Daisy Fellowes

  • Lettre de Colette à la Princesse de Polignac n°8

    La Treille muscate

     

    Saint-Tropez,

     

    Var

    Très chère Winnie,

    Votre lettre m'a touchée infiniment. On devrait tout cacher, sauf l'amour, ( et encore !) aux êtres qu'on aime. Et ne leur montrer qu'un édifice de chair solide, d'âme cristalline, de sourires et d'éternité. Pourtant, sans mentir, je puis vous dire que je vais mieux. Sans doute ne me faut-il que du repos. Mais ceci est une médication extravagante.

    Hier une aimable surprise : Daisy Fellowes pousse ma grille et entre, venue à pied, légère, pareille à une jeune fille ! Vous pensez bien que nous l'avons reconduite à son parfait yacht, confortable merveille qui recélait, entre autres trésors, deux jeunes filles Fellowes inconnues de moi. La plus noire est superbe. Peut-être aurons-nous la bonne fortune de passer deux jours sur le "Sister Ann".

    Très chère Winnie, j'espère votre arrivée, j'espère votre séjour en Provence. Les deux me sont bien nécessaires, car j'ai pris au cours de longues années deux habitudes qui ne sont contradictoires qu'à première vue: celle de me passer de vous et celle de compter sur vous ! Je vous embrasse et je ne cesse de penser que vous serez tout à fait, cette année, victorieuse de tout et de vous-même. Maurice Goudeket est respectueusement à vos pieds.

    Colette.

  • Lettre de Colette à la Princesse de Polignac n°93

    (sans date)

    Très chère Winnie, c'est encore moi, car je vais de mieux en mieux, grâce au vent d'ouest.
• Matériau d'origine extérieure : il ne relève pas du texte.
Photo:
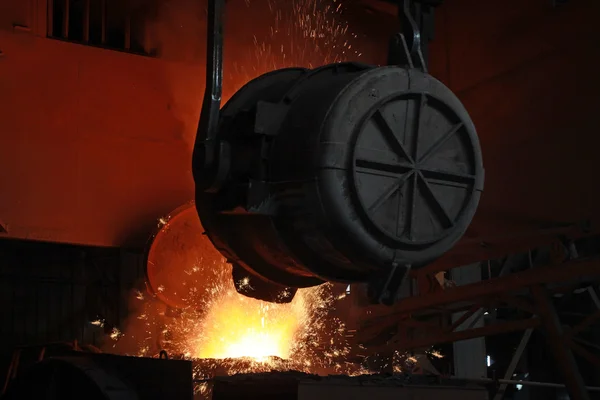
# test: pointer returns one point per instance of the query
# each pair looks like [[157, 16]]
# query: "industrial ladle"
[[346, 173]]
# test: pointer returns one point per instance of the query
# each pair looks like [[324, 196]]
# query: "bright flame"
[[237, 326]]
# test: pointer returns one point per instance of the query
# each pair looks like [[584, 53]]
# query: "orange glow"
[[237, 326], [230, 325], [219, 323]]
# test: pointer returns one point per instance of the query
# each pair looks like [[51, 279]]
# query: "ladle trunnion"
[[345, 173]]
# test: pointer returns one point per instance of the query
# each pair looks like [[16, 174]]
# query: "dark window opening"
[[102, 23]]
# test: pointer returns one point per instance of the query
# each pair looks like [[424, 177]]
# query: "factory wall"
[[96, 143]]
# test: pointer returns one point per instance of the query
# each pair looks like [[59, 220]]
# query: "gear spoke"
[[388, 193], [389, 135], [436, 204], [411, 208], [382, 168], [447, 176], [419, 125]]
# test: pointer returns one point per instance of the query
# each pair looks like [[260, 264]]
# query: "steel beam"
[[489, 330], [564, 273], [513, 363], [560, 347]]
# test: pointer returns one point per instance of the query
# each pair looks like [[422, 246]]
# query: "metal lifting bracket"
[[409, 46]]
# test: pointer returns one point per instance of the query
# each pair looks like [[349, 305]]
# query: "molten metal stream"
[[304, 33]]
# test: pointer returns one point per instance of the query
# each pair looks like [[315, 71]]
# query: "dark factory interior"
[[299, 199]]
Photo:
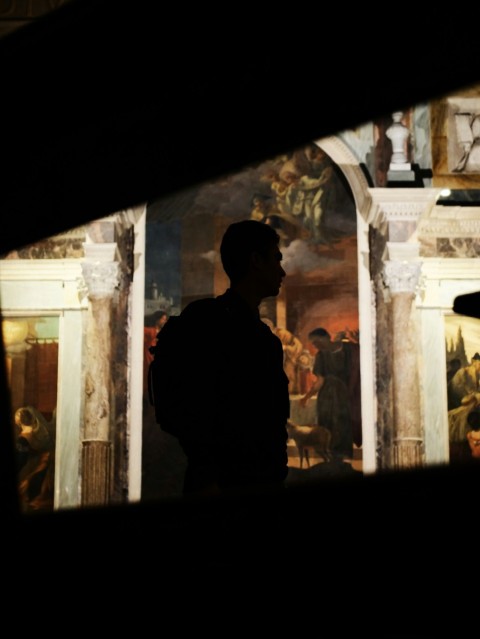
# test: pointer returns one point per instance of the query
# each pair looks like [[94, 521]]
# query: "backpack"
[[166, 372]]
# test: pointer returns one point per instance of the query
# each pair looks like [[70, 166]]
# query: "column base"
[[96, 469]]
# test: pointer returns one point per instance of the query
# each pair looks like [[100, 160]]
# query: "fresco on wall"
[[306, 198], [463, 382], [31, 345]]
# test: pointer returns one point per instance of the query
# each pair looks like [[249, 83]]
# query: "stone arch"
[[337, 150]]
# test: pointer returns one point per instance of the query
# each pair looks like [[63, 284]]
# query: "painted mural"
[[31, 345], [463, 386], [306, 198]]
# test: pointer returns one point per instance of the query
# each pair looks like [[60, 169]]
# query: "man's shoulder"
[[200, 307]]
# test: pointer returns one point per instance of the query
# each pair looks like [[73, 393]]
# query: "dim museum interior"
[[75, 308]]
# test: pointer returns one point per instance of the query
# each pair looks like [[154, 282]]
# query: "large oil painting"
[[463, 379], [306, 198]]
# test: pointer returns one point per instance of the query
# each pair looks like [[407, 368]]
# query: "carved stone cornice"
[[451, 221], [402, 277], [401, 205]]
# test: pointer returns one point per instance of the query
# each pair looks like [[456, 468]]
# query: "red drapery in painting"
[[41, 371]]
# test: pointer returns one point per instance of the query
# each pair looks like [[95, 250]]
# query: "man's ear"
[[256, 260]]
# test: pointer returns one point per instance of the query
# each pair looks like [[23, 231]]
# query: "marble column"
[[100, 273], [402, 277]]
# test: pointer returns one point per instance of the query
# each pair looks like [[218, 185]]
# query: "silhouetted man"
[[232, 420]]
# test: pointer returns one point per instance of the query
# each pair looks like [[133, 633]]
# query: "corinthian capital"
[[402, 277]]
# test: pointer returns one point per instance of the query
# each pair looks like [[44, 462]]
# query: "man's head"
[[249, 249]]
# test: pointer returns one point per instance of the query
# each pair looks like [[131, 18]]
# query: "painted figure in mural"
[[458, 426], [232, 424], [330, 387], [305, 187], [473, 435], [35, 441], [153, 324], [466, 380], [468, 139], [292, 350]]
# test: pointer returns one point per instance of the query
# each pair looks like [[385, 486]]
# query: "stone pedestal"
[[96, 467], [101, 277]]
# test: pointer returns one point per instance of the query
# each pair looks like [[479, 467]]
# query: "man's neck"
[[251, 298]]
Maintenant, il faut que vous décidiez du jour où nous célèbrerons la truffe ensemble ! A cause de la négligence où mon mal a laissé le rudimentaire "studio", je ne déménagerai que vendredi prochain. Dans le pauvre Claridge en loques, des équipes d'ouvriers qui prétendent édifier en même temps une brasserie et un ascenseur, sévissent jour et nuit, et j'hésite à vous demander cette preuve d'affection : causer ensemble au rythme des marteaux. Pourtant j'ai grande envie et besoin de vous voir : si nous mangeons ensemble la truffe chez Mrs. Fellowes, ou chez vous, je dois savoir le jour au moins quatre jours à l'avance, pour que les truffes viennent à point de Cahors ! Voulez-vous laisser tomber, sur ces complications, un mot définitif ?
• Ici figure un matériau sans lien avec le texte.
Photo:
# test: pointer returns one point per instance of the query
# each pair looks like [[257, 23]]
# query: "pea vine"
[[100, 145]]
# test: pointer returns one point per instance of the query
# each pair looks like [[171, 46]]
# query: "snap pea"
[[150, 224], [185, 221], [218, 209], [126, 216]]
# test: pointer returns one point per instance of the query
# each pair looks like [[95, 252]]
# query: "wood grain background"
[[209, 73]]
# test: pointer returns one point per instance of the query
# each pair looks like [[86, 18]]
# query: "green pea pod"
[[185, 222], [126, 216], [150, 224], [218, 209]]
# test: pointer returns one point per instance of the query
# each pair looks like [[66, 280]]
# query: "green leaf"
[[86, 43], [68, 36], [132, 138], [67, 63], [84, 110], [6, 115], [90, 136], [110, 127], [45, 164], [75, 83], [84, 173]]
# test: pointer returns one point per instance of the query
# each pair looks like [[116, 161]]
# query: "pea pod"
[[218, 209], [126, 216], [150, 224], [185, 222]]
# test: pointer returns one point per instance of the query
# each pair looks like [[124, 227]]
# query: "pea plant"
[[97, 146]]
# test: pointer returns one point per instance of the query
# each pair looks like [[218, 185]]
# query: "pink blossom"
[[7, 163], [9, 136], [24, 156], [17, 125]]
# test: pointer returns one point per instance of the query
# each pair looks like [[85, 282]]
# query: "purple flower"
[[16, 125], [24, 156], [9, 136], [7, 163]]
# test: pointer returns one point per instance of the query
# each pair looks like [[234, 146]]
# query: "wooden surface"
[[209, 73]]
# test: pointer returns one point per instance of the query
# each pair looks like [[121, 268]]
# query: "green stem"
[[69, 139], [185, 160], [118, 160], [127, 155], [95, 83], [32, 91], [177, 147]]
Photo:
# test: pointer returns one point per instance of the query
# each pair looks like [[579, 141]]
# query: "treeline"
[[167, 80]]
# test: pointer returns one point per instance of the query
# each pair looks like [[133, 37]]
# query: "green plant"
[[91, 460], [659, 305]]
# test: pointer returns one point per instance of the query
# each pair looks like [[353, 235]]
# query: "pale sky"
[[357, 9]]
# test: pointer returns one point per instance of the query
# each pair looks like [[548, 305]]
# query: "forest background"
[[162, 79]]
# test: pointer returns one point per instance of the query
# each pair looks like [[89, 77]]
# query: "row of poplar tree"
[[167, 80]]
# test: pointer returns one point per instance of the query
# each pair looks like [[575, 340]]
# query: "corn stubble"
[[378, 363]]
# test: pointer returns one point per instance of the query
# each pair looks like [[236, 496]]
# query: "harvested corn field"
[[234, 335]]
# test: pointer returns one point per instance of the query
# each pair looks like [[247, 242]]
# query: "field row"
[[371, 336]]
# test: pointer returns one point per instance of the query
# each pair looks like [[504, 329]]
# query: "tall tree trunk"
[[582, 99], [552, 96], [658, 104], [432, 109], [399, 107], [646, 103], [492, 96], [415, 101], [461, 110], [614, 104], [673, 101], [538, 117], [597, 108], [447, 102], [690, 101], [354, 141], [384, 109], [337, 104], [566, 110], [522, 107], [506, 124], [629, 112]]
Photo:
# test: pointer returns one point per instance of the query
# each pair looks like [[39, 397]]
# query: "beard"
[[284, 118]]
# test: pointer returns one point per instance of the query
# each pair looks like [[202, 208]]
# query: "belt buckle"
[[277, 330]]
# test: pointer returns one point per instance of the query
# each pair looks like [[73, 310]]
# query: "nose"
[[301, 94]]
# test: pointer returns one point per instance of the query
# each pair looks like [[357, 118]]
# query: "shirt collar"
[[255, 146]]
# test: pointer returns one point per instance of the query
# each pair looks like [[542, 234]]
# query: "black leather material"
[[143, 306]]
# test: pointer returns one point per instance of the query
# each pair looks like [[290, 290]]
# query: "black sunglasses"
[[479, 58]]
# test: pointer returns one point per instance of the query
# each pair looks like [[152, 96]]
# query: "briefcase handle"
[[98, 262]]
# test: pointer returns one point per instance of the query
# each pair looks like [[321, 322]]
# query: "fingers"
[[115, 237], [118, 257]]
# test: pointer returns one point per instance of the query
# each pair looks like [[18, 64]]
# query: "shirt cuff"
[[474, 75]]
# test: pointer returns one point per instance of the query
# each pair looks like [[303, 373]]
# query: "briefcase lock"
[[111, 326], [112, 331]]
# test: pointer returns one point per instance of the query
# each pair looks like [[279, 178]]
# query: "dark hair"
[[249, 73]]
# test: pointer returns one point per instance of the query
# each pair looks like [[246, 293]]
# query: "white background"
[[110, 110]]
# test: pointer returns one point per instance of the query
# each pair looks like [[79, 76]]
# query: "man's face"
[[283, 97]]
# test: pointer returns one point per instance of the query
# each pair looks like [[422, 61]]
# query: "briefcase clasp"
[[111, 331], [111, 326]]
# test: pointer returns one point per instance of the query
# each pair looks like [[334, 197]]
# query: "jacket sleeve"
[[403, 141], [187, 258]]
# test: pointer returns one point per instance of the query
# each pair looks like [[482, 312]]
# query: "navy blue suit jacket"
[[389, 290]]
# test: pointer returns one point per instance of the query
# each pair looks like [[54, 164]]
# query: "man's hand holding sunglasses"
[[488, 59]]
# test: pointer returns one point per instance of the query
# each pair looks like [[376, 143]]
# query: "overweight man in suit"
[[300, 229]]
    Nous mangerons, léger et savoureux, le menu suivant :

    L'omelette au lard
    Les truffes
    Un joyeux fromage
    Et quelque fruit
    Peu de vin mais bon.

    Je me charge des truffes, (prière de me dire le nombre des convives), et du fromage, naturellement. Si cela vous plaît mieux, des oeufs en cocotte à la crème au lieu d'omelette. Il faut aborder la truffe avec une bouche fraîche, qui n'a rien goûté d'épicé.
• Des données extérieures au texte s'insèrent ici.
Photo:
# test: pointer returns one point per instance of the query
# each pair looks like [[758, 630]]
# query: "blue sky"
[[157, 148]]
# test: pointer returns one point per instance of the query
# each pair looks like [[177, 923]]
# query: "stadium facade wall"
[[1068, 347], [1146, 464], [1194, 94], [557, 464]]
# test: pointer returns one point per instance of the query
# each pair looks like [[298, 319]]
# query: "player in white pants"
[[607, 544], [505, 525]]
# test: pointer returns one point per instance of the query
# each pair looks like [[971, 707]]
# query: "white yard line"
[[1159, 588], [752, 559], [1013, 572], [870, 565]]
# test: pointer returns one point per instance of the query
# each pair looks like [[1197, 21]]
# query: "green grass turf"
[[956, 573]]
    Les truffes, je les apporte toutes brossées, et j'arrive, ici ou là, à temps pour les faire cuire, la cuisson ne demandant pas plus d'une demie-heure, quarante minutes si le vin est très froid.

    Je me réjouis d'avance et vous embrasse et vous chéris. Votre Colette.

    Rien ne s'oppose, si vous le préfériez, à ce qu'un déjeuner remplace le dîner. Mais n'ayez pas peur du dîner, la truffe pure est très légère.